En première lecture, les députés, avec l'assentiment du ministre, dénaturent la proposition Lelong, en votant un texte qui risque de bloquer l'expansion commerciale des coopératives. Au même moment, ils adoptent un texte assujettissant à la patente (où à une taxe équivalente) les coopératives qui en étaient exemptées jusqu'ici. Cette imposition sera progressive. M. Cointat avait lié cette imposition à l'adoption de la proposition Lelong. Les dirigeants professionnels crient à la trahison. À la session de printemps, le texte est révisé, après intervention du président de la République. Un statut plus libéral est voté. Les coopératives conservent un statut propre et ne sont plus contraintes d'opter entre le statut de société civile et le statut de société commerciale. Elles pourront notamment prendre des participations avec d'autres personnes morales, ce qui permet d'étendre le champ de leurs activités commerciales.

Le statut juridique n'est d'ailleurs pas une condition suffisante pour assurer l'expansion des coopératives : à preuve les difficultés financières qui assaillent le groupe coopératif Lafayette à la suite d'une malheureuse affaire d'exportation de beurre en Italie.

Accidents du travail

Le gouvernement revient à la charge devant le Parlement pour tenter de faire adopter un projet rendant obligatoire l'assurance des salariés agricoles contre les accidents du travail. Depuis des années, les 700 000 salariés agricoles attendent ce texte qui leur a été promis par les lois et les gouvernements antérieurs. Le prédécesseur de M. Cointat, J. Duhamel, avait dû retirer son texte devant la fronde des sociétés d'assurance. Ce n'est pas l'extension de l'obligation qui inquiète les compagnies d'assurances ou les Mutuelles 1900, mais la volonté du gouvernement de transformer en assurance société ce qui n'était jusqu'ici qu'une assurance tout court (comme une assurance auto ou une assurance bétail). Cette assurance société serait gérée dès lors par la seule Sécurité sociale paysanne, c'est-à-dire la Mutualité sociale agricole, à l'exclusion des compagnies et des mutuelles.

Les paysans s'étaient ralliés à cette solution — non sans difficultés — car ils sont gestionnaires des Mutuelles 1900. Le Conseil économique émet un vœu favorable à l'unicité de gestion. Les compagnies d'assurance font une vive campagne pour le pluralisme de la gestion. Mais le texte gouvernemental passe mal au Parlement. Les sénateurs s'inquiètent de l'indemnisation des Mutuelles 1900 ; les députés écartent la proposition du député Peyret d'intégrer le régime des salariés agricoles au régime général. Le texte est voté en première lecture. Le syndicat CFDT des salariés agricoles crie victoire, mais le Parlement se sépare sans que le texte soit définitivement voté.

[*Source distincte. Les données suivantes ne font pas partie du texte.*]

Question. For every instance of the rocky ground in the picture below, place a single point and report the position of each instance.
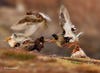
(19, 61)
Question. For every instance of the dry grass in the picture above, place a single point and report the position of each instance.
(18, 61)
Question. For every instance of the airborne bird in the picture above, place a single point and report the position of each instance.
(78, 53)
(32, 22)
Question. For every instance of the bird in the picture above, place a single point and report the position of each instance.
(37, 44)
(69, 30)
(31, 22)
(16, 39)
(58, 39)
(78, 53)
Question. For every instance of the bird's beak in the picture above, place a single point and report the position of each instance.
(7, 39)
(50, 40)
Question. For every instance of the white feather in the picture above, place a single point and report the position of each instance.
(45, 16)
(79, 54)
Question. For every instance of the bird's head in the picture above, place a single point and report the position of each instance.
(55, 36)
(41, 39)
(67, 39)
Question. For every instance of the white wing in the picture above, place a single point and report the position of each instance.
(31, 30)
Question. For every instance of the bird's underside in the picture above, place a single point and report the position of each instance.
(32, 22)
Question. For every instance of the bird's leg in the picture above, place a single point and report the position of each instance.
(50, 40)
(76, 48)
(69, 45)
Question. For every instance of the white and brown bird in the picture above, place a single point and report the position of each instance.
(32, 22)
(37, 44)
(16, 39)
(69, 34)
(78, 53)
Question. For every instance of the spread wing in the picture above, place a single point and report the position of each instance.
(22, 24)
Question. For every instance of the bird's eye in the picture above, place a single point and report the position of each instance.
(38, 16)
(17, 45)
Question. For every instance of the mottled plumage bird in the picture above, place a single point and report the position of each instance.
(78, 53)
(32, 22)
(67, 26)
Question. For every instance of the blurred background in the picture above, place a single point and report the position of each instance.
(85, 14)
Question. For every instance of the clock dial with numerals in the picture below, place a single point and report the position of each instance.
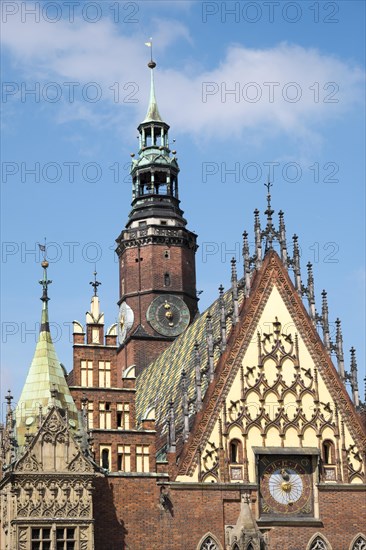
(286, 485)
(168, 315)
(125, 321)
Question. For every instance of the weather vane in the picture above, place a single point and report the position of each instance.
(268, 185)
(149, 45)
(95, 283)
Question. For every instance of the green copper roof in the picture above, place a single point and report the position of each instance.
(161, 381)
(45, 377)
(152, 114)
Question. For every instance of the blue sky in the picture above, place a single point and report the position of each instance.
(247, 88)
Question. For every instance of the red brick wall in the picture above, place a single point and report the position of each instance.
(138, 522)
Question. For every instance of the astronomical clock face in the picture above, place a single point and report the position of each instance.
(168, 315)
(285, 486)
(125, 321)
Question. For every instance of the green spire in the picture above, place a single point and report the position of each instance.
(152, 114)
(45, 385)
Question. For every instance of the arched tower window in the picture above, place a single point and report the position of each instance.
(105, 459)
(328, 452)
(235, 451)
(359, 543)
(209, 542)
(318, 544)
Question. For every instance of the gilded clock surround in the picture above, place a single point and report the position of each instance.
(168, 315)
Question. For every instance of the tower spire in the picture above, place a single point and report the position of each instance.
(45, 385)
(152, 110)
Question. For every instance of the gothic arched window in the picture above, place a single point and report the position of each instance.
(235, 451)
(318, 544)
(209, 543)
(105, 459)
(359, 543)
(328, 452)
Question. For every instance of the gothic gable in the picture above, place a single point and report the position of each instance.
(53, 449)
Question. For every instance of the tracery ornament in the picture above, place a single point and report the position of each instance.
(359, 543)
(210, 462)
(55, 497)
(209, 542)
(272, 274)
(318, 542)
(29, 464)
(354, 463)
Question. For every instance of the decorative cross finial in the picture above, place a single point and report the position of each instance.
(44, 282)
(151, 63)
(268, 185)
(95, 283)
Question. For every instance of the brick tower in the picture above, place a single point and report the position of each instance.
(156, 251)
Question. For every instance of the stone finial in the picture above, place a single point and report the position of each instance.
(210, 347)
(310, 293)
(353, 378)
(296, 265)
(325, 321)
(198, 377)
(339, 349)
(222, 318)
(246, 257)
(185, 405)
(258, 240)
(171, 428)
(282, 238)
(234, 291)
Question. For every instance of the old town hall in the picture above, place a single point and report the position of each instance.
(228, 429)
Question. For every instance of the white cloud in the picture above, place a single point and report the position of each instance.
(198, 103)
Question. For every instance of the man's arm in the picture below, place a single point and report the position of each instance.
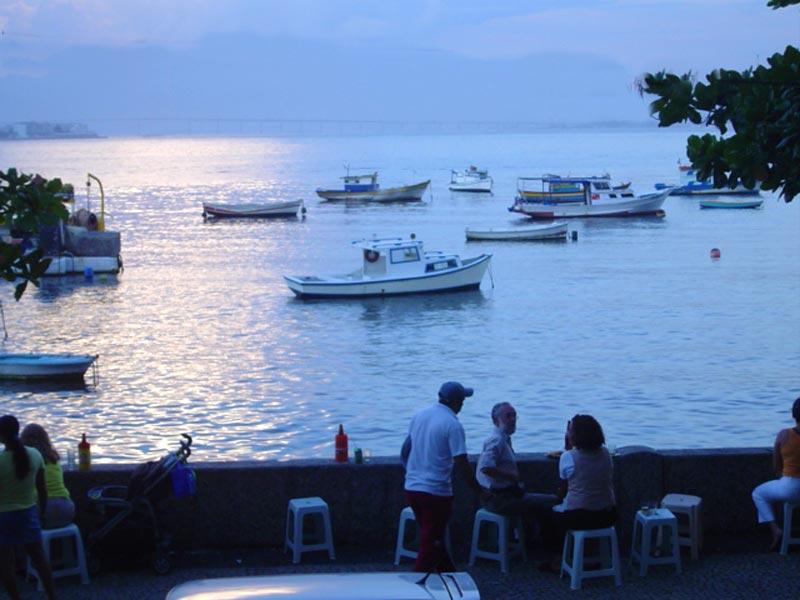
(41, 491)
(464, 469)
(405, 450)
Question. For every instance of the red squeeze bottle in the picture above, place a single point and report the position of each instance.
(341, 445)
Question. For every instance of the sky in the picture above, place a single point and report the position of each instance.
(414, 60)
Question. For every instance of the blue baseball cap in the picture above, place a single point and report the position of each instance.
(452, 391)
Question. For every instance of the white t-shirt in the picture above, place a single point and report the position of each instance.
(436, 437)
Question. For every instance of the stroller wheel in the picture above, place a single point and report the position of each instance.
(161, 562)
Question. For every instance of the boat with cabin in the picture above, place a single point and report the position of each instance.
(551, 231)
(365, 188)
(395, 266)
(592, 203)
(265, 210)
(692, 185)
(472, 179)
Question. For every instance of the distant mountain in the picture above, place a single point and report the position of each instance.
(255, 77)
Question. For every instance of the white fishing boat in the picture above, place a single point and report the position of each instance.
(471, 180)
(553, 231)
(45, 366)
(730, 203)
(395, 266)
(365, 188)
(592, 204)
(253, 211)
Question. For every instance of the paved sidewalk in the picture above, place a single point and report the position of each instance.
(723, 573)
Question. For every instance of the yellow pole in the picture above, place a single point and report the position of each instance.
(101, 222)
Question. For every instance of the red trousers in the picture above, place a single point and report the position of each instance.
(432, 514)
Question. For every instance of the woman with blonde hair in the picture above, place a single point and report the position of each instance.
(60, 510)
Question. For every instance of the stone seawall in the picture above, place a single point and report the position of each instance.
(241, 504)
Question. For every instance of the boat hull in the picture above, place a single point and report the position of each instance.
(253, 211)
(731, 203)
(649, 204)
(30, 367)
(408, 193)
(74, 265)
(466, 277)
(556, 231)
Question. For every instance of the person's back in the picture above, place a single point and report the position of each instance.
(436, 436)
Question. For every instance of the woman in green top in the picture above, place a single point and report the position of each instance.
(60, 510)
(21, 477)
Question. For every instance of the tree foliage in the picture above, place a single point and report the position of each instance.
(27, 203)
(756, 111)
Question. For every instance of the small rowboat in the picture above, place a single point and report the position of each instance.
(253, 211)
(555, 231)
(731, 203)
(45, 366)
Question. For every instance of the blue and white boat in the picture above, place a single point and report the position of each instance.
(365, 188)
(395, 266)
(691, 185)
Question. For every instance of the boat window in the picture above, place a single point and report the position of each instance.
(440, 266)
(409, 254)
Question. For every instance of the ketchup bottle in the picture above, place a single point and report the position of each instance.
(84, 454)
(341, 445)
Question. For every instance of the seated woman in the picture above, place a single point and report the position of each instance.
(786, 460)
(587, 473)
(60, 510)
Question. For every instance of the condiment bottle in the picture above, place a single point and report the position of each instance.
(341, 445)
(84, 454)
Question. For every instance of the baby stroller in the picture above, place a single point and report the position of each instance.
(132, 511)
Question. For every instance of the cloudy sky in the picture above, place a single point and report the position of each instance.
(535, 60)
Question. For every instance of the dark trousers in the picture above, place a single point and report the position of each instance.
(432, 514)
(580, 519)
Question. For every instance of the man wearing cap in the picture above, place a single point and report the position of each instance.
(435, 444)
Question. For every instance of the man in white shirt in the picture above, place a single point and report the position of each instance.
(435, 444)
(498, 474)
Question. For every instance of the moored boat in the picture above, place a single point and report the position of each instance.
(395, 266)
(730, 203)
(692, 185)
(471, 180)
(553, 231)
(253, 211)
(45, 366)
(592, 204)
(365, 188)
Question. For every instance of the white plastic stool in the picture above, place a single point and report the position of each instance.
(574, 543)
(690, 534)
(788, 509)
(74, 554)
(507, 546)
(298, 510)
(663, 523)
(406, 516)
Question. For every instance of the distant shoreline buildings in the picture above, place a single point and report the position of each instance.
(45, 130)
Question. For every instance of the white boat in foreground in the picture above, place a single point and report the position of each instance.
(45, 366)
(554, 231)
(395, 266)
(471, 180)
(332, 586)
(253, 211)
(591, 205)
(730, 203)
(365, 188)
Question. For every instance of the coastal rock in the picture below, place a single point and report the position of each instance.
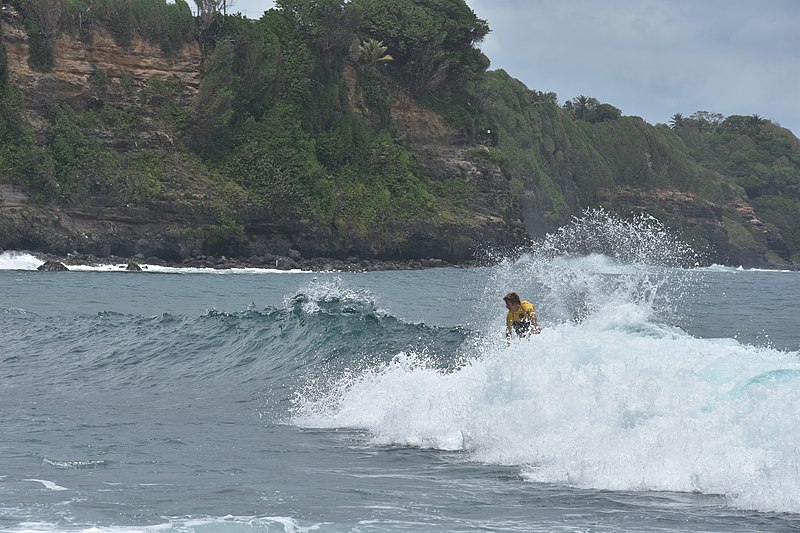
(52, 266)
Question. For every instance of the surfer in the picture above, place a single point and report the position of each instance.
(521, 317)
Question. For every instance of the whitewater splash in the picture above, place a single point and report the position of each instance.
(610, 396)
(13, 260)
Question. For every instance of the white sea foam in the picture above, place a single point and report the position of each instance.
(18, 261)
(50, 485)
(608, 396)
(12, 260)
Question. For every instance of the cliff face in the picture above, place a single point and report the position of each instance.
(133, 208)
(76, 62)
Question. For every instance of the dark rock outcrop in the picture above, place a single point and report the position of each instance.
(52, 266)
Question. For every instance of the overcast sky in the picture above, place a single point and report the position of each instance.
(651, 58)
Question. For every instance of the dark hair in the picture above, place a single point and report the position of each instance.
(512, 297)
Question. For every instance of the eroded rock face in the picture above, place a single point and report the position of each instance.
(75, 62)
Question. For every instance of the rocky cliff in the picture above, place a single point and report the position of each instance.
(146, 194)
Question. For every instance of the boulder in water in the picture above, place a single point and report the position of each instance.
(52, 266)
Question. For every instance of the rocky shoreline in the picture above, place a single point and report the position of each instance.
(52, 262)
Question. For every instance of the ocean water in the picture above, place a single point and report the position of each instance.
(659, 396)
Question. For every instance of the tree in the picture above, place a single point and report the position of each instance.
(433, 41)
(677, 121)
(371, 52)
(582, 105)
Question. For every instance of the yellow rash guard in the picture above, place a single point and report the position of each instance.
(520, 320)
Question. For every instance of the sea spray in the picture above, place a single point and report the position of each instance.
(610, 396)
(596, 262)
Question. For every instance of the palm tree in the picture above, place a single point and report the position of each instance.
(371, 52)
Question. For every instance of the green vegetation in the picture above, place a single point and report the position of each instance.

En assujettissant les coopératives à la patente, le gouvernement cherche à intégrer davantage l'agriculture dans l'économie générale, à aligner progressivement ce type d'entreprises sur le statut fiscal des autres sociétés. Cette même démarche conduit le gouvernement à imposer un certain nombre de gros exploitants au bénéfice réel et non plus au forfait collectif. Cette réforme, inscrite dans la loi de finances 1972, soulève des objections (il s'agit des agriculteurs qui réalisent un chiffre d'affaires de plus de 500 000 F par an). Elle recueille toutefois l'approbation des organisations agricoles, qui se félicitent de cette innovation allant dans le sens à la fois de l'intégration et de l'équité fiscale (car, pour mieux recouvrir la réalité des revenus paysans, le fisc a tendance à relever le montant des forfaits collectifs, ce qui défavorise ceux qui sont au bas de l'échelle des revenus).

Ce nouveau régime soulève toutefois des difficultés d'application ; les agriculteurs consacrent une part très importante de leurs revenus au financement d'investissements non amortissables et nombre d'entre eux, les éleveurs notamment, ont un bénéfice brut faible en proportion de leur chiffre d'affaires. V. Giscard d'Estaing n'en décide pas moins de faire appliquer cette réforme dès 1973.